With my new job, I had new medical benefits with Kaiser and so I took it upon myself to start seeing doctors to pursue a second opinion. My employer at the time was very concerned for my well being and was also very encouraging to find out what more I could do about my seizures seeing as I was struggling so with them. I started with my new primary physician and went from there to see a new psychiatrist where I was prescribed my very first depression medication along with an anti-psychotic drug. She told me that I was not schizophrenic as I had thought, but the visions I was seeing were coming from my severe chronic depression. I began taking the medication in hopes that it would all make things better. And so I started falling asleep at my desk while at work and was forced to drink things that would energize me which I had never had to do before in my life.

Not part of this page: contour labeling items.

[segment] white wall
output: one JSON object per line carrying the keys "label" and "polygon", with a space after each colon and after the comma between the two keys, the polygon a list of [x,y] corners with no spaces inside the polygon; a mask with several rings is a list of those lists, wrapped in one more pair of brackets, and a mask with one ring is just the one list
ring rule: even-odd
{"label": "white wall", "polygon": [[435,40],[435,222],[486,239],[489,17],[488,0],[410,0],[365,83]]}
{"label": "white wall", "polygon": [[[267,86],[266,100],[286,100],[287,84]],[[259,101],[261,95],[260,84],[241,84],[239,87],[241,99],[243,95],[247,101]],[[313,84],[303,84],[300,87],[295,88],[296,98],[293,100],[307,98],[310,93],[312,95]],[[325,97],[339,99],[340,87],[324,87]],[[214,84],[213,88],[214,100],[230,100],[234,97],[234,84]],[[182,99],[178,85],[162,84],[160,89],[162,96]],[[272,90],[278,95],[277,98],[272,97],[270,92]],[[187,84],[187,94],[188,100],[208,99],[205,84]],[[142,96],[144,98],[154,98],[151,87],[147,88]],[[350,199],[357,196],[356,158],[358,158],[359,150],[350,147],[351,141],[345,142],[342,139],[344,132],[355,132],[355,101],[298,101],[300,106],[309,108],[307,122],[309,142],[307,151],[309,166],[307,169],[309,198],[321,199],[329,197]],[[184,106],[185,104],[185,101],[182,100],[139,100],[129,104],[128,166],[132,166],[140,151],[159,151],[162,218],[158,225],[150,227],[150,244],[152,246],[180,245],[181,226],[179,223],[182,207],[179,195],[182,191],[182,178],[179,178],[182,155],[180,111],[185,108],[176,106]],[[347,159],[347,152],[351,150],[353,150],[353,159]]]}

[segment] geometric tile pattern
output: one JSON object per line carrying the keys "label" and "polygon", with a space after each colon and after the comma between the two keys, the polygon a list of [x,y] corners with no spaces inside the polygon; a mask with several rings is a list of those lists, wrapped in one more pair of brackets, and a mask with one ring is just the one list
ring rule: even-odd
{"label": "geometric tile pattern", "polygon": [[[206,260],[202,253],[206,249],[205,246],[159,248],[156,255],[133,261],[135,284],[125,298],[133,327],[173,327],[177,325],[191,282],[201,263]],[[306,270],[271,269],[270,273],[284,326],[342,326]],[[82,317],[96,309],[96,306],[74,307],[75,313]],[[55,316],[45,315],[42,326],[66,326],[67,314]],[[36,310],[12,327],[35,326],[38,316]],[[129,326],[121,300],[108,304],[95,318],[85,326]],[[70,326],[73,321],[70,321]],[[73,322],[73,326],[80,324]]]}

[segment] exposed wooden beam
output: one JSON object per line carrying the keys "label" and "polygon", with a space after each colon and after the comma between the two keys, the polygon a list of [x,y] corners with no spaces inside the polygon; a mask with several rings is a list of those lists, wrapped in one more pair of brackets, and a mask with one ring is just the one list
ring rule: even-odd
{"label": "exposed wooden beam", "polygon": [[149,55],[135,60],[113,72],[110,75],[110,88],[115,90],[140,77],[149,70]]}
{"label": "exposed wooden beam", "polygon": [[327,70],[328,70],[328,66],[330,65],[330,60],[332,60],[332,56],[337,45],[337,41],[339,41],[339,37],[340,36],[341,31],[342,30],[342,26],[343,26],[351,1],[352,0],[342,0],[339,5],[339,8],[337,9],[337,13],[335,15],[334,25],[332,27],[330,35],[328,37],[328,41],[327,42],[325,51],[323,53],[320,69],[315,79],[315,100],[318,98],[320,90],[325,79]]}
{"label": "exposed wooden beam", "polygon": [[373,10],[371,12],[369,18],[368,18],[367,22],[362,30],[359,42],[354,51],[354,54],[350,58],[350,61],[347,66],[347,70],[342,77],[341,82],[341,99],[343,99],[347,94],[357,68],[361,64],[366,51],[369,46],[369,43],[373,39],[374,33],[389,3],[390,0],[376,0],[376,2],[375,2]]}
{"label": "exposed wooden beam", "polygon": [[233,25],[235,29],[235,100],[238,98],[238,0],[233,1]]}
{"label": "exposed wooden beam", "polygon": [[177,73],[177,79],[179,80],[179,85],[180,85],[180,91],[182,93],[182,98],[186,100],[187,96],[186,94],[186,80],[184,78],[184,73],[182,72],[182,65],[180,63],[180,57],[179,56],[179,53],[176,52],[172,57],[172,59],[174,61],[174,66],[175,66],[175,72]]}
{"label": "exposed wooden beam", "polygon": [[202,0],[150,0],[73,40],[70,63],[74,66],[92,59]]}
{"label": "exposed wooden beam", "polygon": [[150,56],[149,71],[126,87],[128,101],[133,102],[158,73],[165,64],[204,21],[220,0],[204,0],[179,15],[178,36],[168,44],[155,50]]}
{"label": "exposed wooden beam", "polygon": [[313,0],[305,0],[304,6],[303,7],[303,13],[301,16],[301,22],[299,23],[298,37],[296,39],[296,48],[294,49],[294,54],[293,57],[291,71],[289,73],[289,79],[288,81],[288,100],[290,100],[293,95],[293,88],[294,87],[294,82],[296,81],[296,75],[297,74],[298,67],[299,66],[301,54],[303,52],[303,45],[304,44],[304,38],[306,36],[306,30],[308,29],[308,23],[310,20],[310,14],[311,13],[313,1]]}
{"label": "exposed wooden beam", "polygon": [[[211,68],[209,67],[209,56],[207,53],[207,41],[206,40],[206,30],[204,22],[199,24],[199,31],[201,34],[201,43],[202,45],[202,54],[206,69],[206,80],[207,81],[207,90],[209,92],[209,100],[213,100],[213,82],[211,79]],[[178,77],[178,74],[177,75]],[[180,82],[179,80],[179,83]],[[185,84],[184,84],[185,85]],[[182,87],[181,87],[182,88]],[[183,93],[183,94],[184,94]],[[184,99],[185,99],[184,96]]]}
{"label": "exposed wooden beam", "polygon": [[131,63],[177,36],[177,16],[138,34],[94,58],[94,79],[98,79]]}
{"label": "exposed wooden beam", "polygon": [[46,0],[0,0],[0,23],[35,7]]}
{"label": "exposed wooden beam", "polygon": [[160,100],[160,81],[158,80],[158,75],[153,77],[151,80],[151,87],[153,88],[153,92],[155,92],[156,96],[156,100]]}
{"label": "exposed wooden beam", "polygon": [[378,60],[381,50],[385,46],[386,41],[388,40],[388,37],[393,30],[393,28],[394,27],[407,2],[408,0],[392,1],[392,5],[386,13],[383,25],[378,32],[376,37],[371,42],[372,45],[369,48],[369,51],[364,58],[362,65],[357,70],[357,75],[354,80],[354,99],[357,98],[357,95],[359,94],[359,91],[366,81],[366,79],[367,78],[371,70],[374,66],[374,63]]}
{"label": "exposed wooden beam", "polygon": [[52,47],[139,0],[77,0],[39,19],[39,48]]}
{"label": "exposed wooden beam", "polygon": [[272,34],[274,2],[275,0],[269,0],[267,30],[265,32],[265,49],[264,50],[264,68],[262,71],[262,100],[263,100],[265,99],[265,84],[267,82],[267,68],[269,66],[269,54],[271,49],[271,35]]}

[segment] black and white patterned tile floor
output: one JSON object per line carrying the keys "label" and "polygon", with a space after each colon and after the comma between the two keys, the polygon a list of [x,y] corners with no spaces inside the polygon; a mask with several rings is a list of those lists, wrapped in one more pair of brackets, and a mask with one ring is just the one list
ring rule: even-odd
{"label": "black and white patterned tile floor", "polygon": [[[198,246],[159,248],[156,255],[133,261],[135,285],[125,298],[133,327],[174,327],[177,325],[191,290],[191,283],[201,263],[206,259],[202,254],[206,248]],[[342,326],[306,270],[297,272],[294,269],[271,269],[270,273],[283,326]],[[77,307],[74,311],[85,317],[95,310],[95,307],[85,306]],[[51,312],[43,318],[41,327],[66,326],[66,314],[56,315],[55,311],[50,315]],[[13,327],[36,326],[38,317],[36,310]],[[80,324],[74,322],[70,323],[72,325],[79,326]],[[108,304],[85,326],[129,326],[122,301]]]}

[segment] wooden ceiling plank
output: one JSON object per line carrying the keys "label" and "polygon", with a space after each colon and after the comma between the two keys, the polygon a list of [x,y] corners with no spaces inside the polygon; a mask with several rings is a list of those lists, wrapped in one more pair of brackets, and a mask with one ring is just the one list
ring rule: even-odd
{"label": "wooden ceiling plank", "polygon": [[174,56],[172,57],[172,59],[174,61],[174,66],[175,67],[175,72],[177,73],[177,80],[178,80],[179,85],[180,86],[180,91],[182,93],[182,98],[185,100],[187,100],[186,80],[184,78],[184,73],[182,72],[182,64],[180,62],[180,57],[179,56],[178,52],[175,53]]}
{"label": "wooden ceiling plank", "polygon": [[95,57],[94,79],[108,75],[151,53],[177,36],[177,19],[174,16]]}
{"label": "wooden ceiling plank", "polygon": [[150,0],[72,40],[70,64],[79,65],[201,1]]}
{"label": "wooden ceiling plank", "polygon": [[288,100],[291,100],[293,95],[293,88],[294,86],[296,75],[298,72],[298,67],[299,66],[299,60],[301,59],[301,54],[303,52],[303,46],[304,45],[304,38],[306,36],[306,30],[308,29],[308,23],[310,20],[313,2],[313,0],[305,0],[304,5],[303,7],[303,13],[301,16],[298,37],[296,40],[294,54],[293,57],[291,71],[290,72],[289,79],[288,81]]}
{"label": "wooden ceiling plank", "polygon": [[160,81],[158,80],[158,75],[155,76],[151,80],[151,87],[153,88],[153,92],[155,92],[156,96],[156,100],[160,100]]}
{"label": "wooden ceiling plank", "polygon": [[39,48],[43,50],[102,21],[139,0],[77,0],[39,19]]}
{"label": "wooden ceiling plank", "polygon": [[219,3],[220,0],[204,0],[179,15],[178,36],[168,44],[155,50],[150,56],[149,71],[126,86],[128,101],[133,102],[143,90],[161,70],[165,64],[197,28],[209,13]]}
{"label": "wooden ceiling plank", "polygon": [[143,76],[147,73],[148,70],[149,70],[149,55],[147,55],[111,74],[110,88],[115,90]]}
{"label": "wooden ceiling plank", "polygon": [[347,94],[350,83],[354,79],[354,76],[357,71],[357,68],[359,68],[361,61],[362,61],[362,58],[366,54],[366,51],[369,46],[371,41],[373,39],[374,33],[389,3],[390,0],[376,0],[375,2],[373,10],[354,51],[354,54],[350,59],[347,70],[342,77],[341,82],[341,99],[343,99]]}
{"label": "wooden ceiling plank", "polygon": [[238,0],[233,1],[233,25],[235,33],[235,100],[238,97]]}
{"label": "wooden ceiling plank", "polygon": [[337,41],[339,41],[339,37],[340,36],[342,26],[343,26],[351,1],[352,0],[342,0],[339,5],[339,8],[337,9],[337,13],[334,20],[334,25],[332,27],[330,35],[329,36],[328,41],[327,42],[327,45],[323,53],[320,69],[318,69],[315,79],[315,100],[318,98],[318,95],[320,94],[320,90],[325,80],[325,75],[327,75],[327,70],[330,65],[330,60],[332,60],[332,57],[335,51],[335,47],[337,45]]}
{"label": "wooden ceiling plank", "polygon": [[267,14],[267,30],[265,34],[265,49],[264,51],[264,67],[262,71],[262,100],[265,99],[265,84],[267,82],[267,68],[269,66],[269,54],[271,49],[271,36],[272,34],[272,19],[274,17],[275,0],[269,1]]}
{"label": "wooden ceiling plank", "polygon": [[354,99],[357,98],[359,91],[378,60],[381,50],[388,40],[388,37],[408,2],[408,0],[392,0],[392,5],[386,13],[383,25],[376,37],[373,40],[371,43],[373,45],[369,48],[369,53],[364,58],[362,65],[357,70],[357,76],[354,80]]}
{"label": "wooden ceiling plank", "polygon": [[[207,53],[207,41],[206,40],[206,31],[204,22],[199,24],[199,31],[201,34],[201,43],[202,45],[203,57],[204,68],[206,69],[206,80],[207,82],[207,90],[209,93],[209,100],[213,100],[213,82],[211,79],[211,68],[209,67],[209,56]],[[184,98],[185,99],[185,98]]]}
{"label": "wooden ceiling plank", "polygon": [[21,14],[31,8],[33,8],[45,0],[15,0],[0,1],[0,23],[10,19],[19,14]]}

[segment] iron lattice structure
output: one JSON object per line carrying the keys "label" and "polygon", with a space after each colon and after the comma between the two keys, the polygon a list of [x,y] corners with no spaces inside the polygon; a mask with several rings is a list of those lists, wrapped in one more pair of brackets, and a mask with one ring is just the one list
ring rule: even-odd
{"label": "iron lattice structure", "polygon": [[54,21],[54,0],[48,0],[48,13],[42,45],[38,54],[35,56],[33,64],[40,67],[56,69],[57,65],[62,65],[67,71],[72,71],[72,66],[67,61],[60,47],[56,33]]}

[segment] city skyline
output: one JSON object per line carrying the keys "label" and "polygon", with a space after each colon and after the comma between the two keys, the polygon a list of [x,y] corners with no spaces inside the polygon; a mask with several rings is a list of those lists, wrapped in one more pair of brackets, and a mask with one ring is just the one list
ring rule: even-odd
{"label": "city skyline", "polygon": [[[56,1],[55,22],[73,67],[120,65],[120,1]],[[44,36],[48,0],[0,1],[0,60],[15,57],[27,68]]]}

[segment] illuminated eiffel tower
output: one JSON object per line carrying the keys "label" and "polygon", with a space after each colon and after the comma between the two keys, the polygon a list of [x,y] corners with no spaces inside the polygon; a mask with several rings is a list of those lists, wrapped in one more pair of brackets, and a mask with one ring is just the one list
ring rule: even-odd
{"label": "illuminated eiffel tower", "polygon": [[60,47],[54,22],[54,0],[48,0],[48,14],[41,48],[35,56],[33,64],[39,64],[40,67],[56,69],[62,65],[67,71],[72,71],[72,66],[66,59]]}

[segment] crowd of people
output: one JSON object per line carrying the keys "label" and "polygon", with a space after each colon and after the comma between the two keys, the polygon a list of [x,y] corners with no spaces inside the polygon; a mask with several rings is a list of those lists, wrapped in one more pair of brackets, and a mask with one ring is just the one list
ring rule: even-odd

Things worsened with me and the amount of seizures increased and the symptoms got stranger. One night while alone in my bedroom, I had a terrible seizure which lead me to screaming and “speaking in tongues” or “talking in gibberish” as my family described it. They took me to the ER at once where they pumped me full of Ativan and sent me home once I was subdued. From that point I was taken off of the antipsychotic medication and my condition improved a bit and the hallucinations stopped and their were no voices in my head anymore. Oh and did I mention my neurologist signed a paper stating that I was to not drive anymore? I lost the ability to get to work as well, and so I had to rely on family until I was approved to gain transportation through OCTA Access. This is a wonderful program by the way!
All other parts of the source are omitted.